Here's why I think these ASX growth shares could be top long term investment options:
Bravura Solutions Ltd (ASX: BVS)
Bravura Solutions is a financial technology company best known for the Sonata wealth management platform. This popular wealth management platform allows advisers to connect and engage with clients via computers, tablets, or smartphones. Demand for the platform has been growing very strongly in the past few years and shows no signs of slowing. And together with recent acquisitions that have given Bravura access to new and lucrative markets, I believe it is well-positioned to grow its earnings at a solid rate over the long term.
PolyNovo Ltd (ASX: PNV)
Another growth share to consider buying is PolyNovo. It is the medical device company behind the NovoSorb Biodegradable Temporising Matrix (BTM) product.
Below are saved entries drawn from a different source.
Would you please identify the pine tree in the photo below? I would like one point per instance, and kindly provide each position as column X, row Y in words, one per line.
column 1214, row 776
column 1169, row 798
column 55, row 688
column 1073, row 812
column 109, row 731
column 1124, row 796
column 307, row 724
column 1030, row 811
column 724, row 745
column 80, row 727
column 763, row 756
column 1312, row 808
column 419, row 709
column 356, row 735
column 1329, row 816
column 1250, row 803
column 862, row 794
This product was developed at CSIRO and is a wound dressing intended to treat full-thickness wounds and burns. Its current target market has a massive $1.5 billion addressable opportunity, but management isn't settling for that. It is busy looking to expand its use into hernia and breast treatment markets. If this is successful, it would add $6 billion to its addressable market.
Zip Co Ltd (ASX: Z1P)
This payments company has well and truly broken out of the shadow of Afterpay Ltd (ASX: APT) in 2020 with very impressive sales, customer, and merchant growth. It also announced its expansion into the massive United States market via the acquisition of QuadPay. If the company can make a success of this expansion, it could be destined for further explosive growth over the coming years. And while the Zip Co share price is certainly not cheap after its incredible rise over the last few months, I would still buy its shares if you plan to make a long term investment.